Mar.25, 2014

Models of a criminal's face may soon be generated from any trace of DNA left at the crime scenes. Anthropologist Mark Shriver of Pennsylvania State University has created a computer program that may one day be able to create virtual and 3D printed mugshots using a DNA sample, for example, a hair at a crime scene.

The complex structure of the face makes it more valuable as a forensic tool — and more difficult to connect to genetic variation, says Shriver.

Shriver and his team took high-resolution 3D images of 592 volunteers of mixed European and West African ancestry living in the United States, Brazil and Cape Verde using a stereo camera. They used these images to create 3D models and superimposed more than 7,000 digital points of reference on the facial features and recorded the exact position of each of those markers. The team then used these grids to measure how the facial features of a subject differ from the average: whether the nose was flatter, for instance, or the cheekbones wider.

A) original surface, B) trimmed to exclude non-face parts, C) reflected to make mirror image, D) anthropometric mask of quasi-landmarks, E) remapped, F) reflected remapped, G) symmetrized, H) reconstructed.

To narrow down the search, they focused on genes thought to be involved in facial development. Then, taking into account the person's sex and ancestry, their methods studied systematically facial variation with regard to sex, ancestry, and genes, allowing them to lay the foundation for predictive modeling of faces.
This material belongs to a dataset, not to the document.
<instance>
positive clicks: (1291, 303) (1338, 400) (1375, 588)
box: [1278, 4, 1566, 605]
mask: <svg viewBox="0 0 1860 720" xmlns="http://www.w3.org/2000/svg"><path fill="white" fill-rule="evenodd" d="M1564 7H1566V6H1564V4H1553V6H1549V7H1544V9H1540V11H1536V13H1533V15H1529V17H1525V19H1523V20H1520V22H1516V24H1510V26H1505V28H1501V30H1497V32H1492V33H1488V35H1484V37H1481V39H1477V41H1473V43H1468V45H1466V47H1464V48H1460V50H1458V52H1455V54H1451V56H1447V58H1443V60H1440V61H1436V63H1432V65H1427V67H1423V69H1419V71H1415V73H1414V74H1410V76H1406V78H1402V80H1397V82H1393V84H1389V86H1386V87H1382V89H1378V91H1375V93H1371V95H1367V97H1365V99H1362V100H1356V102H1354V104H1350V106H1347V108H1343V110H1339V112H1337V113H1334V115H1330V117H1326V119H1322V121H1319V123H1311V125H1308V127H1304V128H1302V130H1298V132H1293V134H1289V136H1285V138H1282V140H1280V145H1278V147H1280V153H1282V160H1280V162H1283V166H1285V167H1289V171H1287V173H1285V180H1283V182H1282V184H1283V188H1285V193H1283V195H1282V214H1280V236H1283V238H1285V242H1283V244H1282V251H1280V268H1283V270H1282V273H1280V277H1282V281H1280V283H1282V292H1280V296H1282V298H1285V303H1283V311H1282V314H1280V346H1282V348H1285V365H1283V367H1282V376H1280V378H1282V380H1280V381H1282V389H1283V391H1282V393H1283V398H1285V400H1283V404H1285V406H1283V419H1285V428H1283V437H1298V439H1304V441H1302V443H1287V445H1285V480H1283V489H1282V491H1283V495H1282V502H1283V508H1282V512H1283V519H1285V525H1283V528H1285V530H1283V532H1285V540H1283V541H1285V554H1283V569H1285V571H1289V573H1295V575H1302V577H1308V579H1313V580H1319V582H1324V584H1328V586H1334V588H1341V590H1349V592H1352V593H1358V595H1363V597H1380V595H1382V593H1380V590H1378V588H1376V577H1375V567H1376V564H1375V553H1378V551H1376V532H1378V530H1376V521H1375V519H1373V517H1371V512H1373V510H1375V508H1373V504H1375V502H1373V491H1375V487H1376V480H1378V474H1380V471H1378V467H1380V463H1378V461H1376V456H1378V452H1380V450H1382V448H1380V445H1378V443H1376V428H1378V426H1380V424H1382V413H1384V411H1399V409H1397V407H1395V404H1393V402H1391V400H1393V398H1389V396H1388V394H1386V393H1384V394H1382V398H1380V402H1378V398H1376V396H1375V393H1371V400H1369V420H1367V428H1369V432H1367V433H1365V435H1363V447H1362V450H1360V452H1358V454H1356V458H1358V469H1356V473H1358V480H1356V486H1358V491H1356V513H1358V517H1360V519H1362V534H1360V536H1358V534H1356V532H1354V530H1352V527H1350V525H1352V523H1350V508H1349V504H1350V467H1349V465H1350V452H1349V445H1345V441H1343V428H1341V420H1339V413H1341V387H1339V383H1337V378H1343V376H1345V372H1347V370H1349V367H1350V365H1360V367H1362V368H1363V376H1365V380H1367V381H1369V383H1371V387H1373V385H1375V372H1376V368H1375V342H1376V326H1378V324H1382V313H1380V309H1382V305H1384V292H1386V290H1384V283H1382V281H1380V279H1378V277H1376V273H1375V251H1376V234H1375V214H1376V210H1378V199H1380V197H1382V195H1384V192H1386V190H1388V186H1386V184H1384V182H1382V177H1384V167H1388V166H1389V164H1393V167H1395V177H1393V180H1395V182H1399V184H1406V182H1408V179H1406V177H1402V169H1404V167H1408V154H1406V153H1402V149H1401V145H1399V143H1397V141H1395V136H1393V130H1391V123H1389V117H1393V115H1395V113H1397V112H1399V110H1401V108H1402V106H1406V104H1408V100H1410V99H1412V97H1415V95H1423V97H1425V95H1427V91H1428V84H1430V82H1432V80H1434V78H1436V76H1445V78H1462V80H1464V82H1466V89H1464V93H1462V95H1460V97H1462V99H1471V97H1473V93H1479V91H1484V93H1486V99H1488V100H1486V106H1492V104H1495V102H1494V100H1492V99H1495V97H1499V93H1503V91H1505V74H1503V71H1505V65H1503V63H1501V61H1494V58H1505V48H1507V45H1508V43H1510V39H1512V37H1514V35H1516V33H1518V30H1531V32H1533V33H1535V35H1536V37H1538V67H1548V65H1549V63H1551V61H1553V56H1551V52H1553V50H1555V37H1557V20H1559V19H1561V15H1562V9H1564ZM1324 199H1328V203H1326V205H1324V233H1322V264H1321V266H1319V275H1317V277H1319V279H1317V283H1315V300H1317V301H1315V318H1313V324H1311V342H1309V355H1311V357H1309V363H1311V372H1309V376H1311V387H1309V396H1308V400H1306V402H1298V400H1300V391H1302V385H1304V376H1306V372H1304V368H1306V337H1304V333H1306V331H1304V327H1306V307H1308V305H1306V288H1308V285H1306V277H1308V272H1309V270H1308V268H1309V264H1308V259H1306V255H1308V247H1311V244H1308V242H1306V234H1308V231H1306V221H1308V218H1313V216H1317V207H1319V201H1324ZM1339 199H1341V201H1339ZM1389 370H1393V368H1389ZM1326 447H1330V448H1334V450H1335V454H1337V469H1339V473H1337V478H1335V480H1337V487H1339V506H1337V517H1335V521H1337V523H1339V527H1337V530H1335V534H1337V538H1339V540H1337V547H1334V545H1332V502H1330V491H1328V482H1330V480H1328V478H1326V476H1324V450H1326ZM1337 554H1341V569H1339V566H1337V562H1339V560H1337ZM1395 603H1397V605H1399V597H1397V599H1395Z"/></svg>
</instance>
Each of the study participants were tested for 76 other genetic variations that cause facial mutations. The researchers found 24 variants in 20 genes that could predict facial shape based off DNA.

"Such predictive modeling could be forensically useful; for example, DNA left at crime scenes could be tested and faces predicted in order to help to narrow the pool of potential suspects. Further, our methods could be used to predict the facial features of descendants, deceased ancestors, and even extinct human species. In addition, these methods could prove to be useful diagnostic tools." notes the team.

However this tool is still far from being an effective tool for police. "I believe that in five to 10 years' time, we will be able to computationally predict a face," writes Peter Claes of the Catholic University of Leuven (KUL), co-author of the work, published in PLOS Genetics1.

Shriver is currently refining his tech by starting sampling more people. In the next round of testing, they will use 30,000 different points will be instead of 7,000 used in the first test. Shriver says that in the future merging this development with a 3D printer will make it possible to print out 3D models of a person's face based on a piece of DNA.